Population and participants
The study population comprised adults with CP born
between 1988 and 1991, living in the two southernmost
counties of Sweden (Skane and Blekinge) on the 1st of
January 2009. People born between 1990 and 1991 were
previously followed by the CPUP program for children, but
before the hip screening started. Adults with CP born
between 1988 and 1989 were usually followed by the child
rehabilitation units until 20 years of age, and continued
rehabilitation was offered at rehabilitation units for adults.
Adolescents with mild functional impairments were usually
not followed by the rehabilitation services after adolescence.
The reports in the CPUP register are based on regular
neuropaediatric inventories of medical records and diagnosis
lists from hospitals and rehabilitation units. The CP
diagnosis and subtypes were validated by a senior neuropaediatrician
during the inventories.17 Adults born between
1988 and 1989 were included in the inventory for 2009.
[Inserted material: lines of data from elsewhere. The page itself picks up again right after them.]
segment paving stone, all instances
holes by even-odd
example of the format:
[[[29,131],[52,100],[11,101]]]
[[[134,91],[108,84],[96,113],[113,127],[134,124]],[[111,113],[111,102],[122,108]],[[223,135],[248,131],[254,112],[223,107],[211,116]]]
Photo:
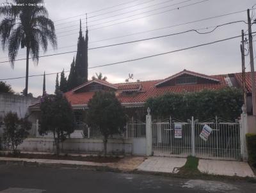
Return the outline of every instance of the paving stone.
[[[199,160],[200,172],[225,176],[254,177],[253,172],[246,162],[214,160]]]
[[[45,192],[44,190],[22,189],[22,188],[9,188],[2,190],[0,193],[42,193]]]
[[[175,167],[181,167],[186,162],[185,158],[150,157],[138,167],[139,171],[172,173]]]

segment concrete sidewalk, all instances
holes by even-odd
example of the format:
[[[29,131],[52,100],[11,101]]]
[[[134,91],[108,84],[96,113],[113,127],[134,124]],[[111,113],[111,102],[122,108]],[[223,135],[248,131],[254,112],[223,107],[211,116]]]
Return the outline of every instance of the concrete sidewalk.
[[[186,158],[150,157],[138,167],[149,172],[177,173],[185,165]],[[202,173],[228,176],[255,177],[246,162],[200,159],[198,168]]]
[[[185,165],[187,158],[150,157],[138,167],[138,170],[150,172],[176,173],[177,169]]]
[[[110,169],[117,169],[122,171],[131,171],[136,169],[144,160],[141,157],[127,157],[122,158],[117,162],[97,163],[86,161],[75,161],[66,160],[51,160],[51,159],[33,159],[20,158],[13,157],[0,157],[0,162],[26,162],[38,164],[63,165],[66,166],[90,166],[90,167],[107,167]]]
[[[255,177],[247,162],[214,160],[199,160],[198,169],[201,173],[228,176]]]

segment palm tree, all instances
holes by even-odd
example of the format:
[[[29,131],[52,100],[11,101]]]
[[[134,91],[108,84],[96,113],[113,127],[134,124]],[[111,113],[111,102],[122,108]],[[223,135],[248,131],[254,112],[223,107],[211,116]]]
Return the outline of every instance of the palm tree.
[[[24,6],[7,5],[0,7],[0,16],[5,18],[0,22],[0,40],[3,50],[8,49],[12,68],[18,50],[26,48],[26,88],[28,95],[29,54],[38,65],[40,47],[47,51],[48,41],[52,47],[57,48],[57,38],[53,22],[48,18],[48,12],[43,6],[44,0],[13,0],[14,3]],[[29,6],[29,4],[35,6]]]
[[[106,81],[107,80],[107,79],[108,79],[108,77],[106,77],[106,76],[103,77],[102,73],[101,72],[100,72],[99,74],[97,73],[95,73],[95,75],[96,75],[96,77],[93,75],[92,77],[92,79],[93,80],[99,79],[99,80],[102,80],[102,81]]]

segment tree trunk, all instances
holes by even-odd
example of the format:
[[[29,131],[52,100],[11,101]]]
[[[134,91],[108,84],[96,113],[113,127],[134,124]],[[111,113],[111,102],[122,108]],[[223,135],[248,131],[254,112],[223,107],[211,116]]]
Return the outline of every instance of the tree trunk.
[[[108,137],[104,137],[103,139],[104,157],[107,156],[107,143],[108,143]]]
[[[57,136],[56,136],[56,134],[57,134]],[[57,132],[56,134],[55,132],[53,132],[53,137],[54,138],[54,143],[56,148],[56,155],[57,157],[59,156],[60,155],[60,142],[59,142],[59,135]]]
[[[23,93],[25,96],[28,96],[28,68],[29,68],[29,47],[27,45],[27,58],[26,58],[26,87],[25,91]]]

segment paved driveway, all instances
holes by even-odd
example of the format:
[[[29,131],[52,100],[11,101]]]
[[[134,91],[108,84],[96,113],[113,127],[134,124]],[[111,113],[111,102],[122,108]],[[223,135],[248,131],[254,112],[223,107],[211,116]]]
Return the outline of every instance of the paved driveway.
[[[244,181],[185,180],[79,169],[0,165],[1,193],[16,193],[17,190],[19,193],[250,193],[255,192],[255,189],[256,184]]]

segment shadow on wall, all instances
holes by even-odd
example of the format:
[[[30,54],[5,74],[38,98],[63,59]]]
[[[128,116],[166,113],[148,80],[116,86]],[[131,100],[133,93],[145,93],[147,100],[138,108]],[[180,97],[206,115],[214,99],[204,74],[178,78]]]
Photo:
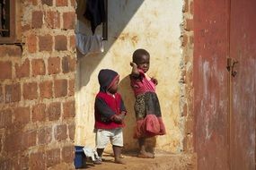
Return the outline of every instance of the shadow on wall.
[[[83,27],[76,28],[76,31],[88,33],[91,35],[90,22],[83,16],[85,11],[85,1],[76,0],[77,2],[77,25],[84,24]],[[126,25],[131,20],[137,9],[143,4],[144,0],[128,1],[128,0],[109,0],[108,1],[108,40],[104,41],[104,52],[102,54],[92,54],[83,55],[77,50],[78,58],[78,77],[76,90],[79,91],[84,86],[86,86],[90,81],[92,72],[95,70],[99,63],[110,50],[111,46],[117,40],[118,37],[124,30]],[[96,29],[97,34],[102,34],[102,25]],[[121,50],[121,49],[120,49]],[[83,72],[82,72],[83,71]]]

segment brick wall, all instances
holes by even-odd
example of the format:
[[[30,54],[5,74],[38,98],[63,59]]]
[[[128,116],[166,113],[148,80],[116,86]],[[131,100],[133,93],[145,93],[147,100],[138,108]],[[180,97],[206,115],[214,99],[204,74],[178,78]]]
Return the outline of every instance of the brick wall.
[[[0,169],[73,167],[75,0],[22,0],[0,45]]]
[[[193,0],[184,0],[182,25],[182,51],[183,58],[181,64],[181,116],[185,120],[183,149],[194,153],[194,115],[193,115]]]

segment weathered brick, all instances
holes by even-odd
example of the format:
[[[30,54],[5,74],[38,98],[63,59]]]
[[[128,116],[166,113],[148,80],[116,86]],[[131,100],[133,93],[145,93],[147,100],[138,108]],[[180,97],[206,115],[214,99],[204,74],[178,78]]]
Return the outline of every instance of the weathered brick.
[[[30,147],[36,146],[37,142],[37,132],[28,131],[22,133],[22,148],[24,149],[29,149]]]
[[[60,14],[57,11],[47,12],[45,21],[51,29],[60,28]]]
[[[21,84],[5,85],[5,103],[17,102],[21,100]]]
[[[44,152],[31,153],[30,156],[30,168],[31,170],[47,169],[46,155]]]
[[[6,109],[0,111],[0,128],[6,128],[12,124],[13,110]]]
[[[74,161],[75,149],[74,146],[66,146],[62,149],[62,161],[71,163]]]
[[[67,138],[67,128],[66,124],[57,125],[54,129],[54,137],[57,141],[65,140]]]
[[[64,73],[74,72],[75,68],[75,59],[70,56],[64,56],[62,59],[62,71]]]
[[[33,5],[37,5],[38,4],[38,1],[37,0],[28,0],[29,3],[32,4]]]
[[[57,51],[64,51],[67,49],[66,36],[58,35],[55,36],[55,49]]]
[[[75,80],[71,79],[68,81],[68,96],[74,96],[75,95]]]
[[[40,98],[52,98],[52,81],[46,81],[40,83]]]
[[[36,99],[38,98],[38,83],[29,82],[23,84],[23,98],[24,99]]]
[[[29,169],[29,157],[22,155],[19,157],[13,157],[13,169]]]
[[[67,101],[63,104],[63,117],[75,117],[75,101]]]
[[[75,25],[75,12],[63,13],[63,29],[74,30]]]
[[[52,130],[49,127],[45,127],[38,131],[38,144],[49,144],[52,140]]]
[[[41,0],[42,4],[47,4],[49,6],[52,6],[53,0]]]
[[[18,64],[15,64],[15,72],[17,78],[22,77],[29,77],[30,76],[30,60],[26,59],[20,65]]]
[[[32,64],[32,75],[45,75],[45,64],[42,59],[33,59]]]
[[[0,80],[12,79],[12,62],[0,61]]]
[[[31,27],[30,24],[24,24],[24,25],[22,25],[22,32],[26,32],[28,30],[31,30]]]
[[[30,122],[30,107],[16,107],[14,108],[13,115],[14,120],[13,123],[16,126],[25,125]]]
[[[27,38],[28,51],[30,53],[36,53],[38,49],[38,38],[37,36],[31,34]]]
[[[71,140],[75,140],[75,124],[68,124],[68,136]]]
[[[46,35],[39,37],[40,51],[52,51],[52,36]]]
[[[67,0],[56,0],[56,6],[67,6]]]
[[[47,166],[52,166],[60,163],[60,149],[53,149],[46,152],[47,155]]]
[[[46,105],[37,104],[32,106],[32,122],[43,122],[46,120]]]
[[[11,159],[8,159],[7,157],[3,157],[0,160],[0,169],[5,170],[5,169],[13,169],[13,163]]]
[[[8,46],[4,46],[4,45],[1,45],[0,46],[0,56],[22,56],[22,47],[19,46],[15,46],[15,45],[8,45]]]
[[[32,12],[32,28],[40,29],[42,27],[43,13],[41,11]]]
[[[60,58],[49,57],[48,59],[48,72],[49,74],[56,74],[60,72]]]
[[[4,150],[6,152],[18,152],[22,150],[22,132],[21,131],[7,133],[4,140]]]
[[[66,79],[54,81],[54,93],[56,98],[67,95],[67,81]]]
[[[50,103],[48,108],[48,116],[49,121],[56,121],[60,118],[61,109],[60,103]]]

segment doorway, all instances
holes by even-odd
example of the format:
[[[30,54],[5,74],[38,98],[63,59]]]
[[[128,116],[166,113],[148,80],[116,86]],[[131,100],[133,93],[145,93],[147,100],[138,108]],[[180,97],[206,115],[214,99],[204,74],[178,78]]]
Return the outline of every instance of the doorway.
[[[194,1],[199,169],[255,169],[255,4]]]

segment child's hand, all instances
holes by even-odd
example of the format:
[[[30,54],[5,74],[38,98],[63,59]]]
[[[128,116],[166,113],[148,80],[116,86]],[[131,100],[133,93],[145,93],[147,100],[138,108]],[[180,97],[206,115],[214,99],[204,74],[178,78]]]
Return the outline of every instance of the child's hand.
[[[125,119],[125,116],[126,116],[126,112],[121,112],[121,114],[119,115],[123,121]]]
[[[154,82],[154,84],[157,85],[158,84],[158,81],[155,78],[151,78],[151,81]]]
[[[137,67],[137,65],[136,64],[136,63],[130,62],[129,64],[130,64],[130,66],[132,66],[132,67]]]

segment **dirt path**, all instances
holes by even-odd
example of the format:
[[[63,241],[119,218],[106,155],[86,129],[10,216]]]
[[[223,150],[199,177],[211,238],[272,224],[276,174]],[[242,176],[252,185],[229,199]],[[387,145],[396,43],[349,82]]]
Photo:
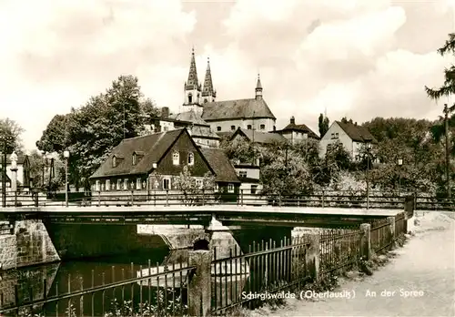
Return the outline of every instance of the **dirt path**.
[[[455,316],[454,221],[439,212],[420,219],[420,225],[412,229],[416,235],[395,251],[397,256],[389,263],[361,281],[345,281],[335,290],[355,292],[355,298],[293,300],[286,308],[252,314]]]

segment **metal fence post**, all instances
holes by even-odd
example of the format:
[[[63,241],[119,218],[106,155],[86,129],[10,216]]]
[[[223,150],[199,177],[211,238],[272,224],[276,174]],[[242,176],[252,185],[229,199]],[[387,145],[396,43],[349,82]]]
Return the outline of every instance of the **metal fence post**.
[[[320,236],[318,233],[313,234],[309,240],[309,247],[306,254],[307,267],[309,269],[309,275],[314,280],[315,282],[319,281],[320,272],[319,272],[319,243]]]
[[[371,225],[362,223],[360,225],[360,257],[368,261],[371,258]]]
[[[189,252],[189,265],[195,266],[188,281],[188,315],[209,316],[211,310],[212,251],[197,250]]]
[[[390,231],[389,231],[389,243],[390,248],[393,246],[393,241],[395,240],[395,217],[387,217],[387,220],[389,221]]]

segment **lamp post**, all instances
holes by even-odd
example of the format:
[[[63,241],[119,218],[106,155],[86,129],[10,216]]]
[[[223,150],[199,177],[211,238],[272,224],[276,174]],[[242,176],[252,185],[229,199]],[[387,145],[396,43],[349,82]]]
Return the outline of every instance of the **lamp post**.
[[[399,192],[401,191],[401,166],[403,165],[403,158],[398,159],[399,166]]]
[[[68,207],[68,158],[69,151],[64,151],[65,158],[65,205]]]
[[[2,206],[6,207],[6,138],[2,137]]]
[[[367,210],[369,209],[369,157],[371,154],[371,143],[367,142]]]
Place of residence on the 1st of January 2009 was ascertained
through the Swedish population register (Statistics
Sweden).18 A total of 172 people with CP born between
1988 and 1991 were living in the area at that date; corresponding
CP prevalence was 2.3 per 1000 at age 17 to
20 years. In ten people born between 1988 and 1989 CP
was unrecognized in the medical records; they were probably
not informed about the diagnosis and were not
approached. Invitations to the CP follow-up program were
sent to 162 people, of which 26 declined, 20 did not
answer, and 116 accepted. Four of them were recently
assessed in the child rehabilitation services according to
their CPUP program, and ten failed to appear before the
end of 2011 (Fig. 1). The remaining 102 people (63 males,
39 females) took part in this study at 19 to 23 years of age
(mean 20y 6mo). There were no statistically significant differences
found between the characteristics of participants
and non-participants, except the proportion of unknown
levels of gross motor function (Table I).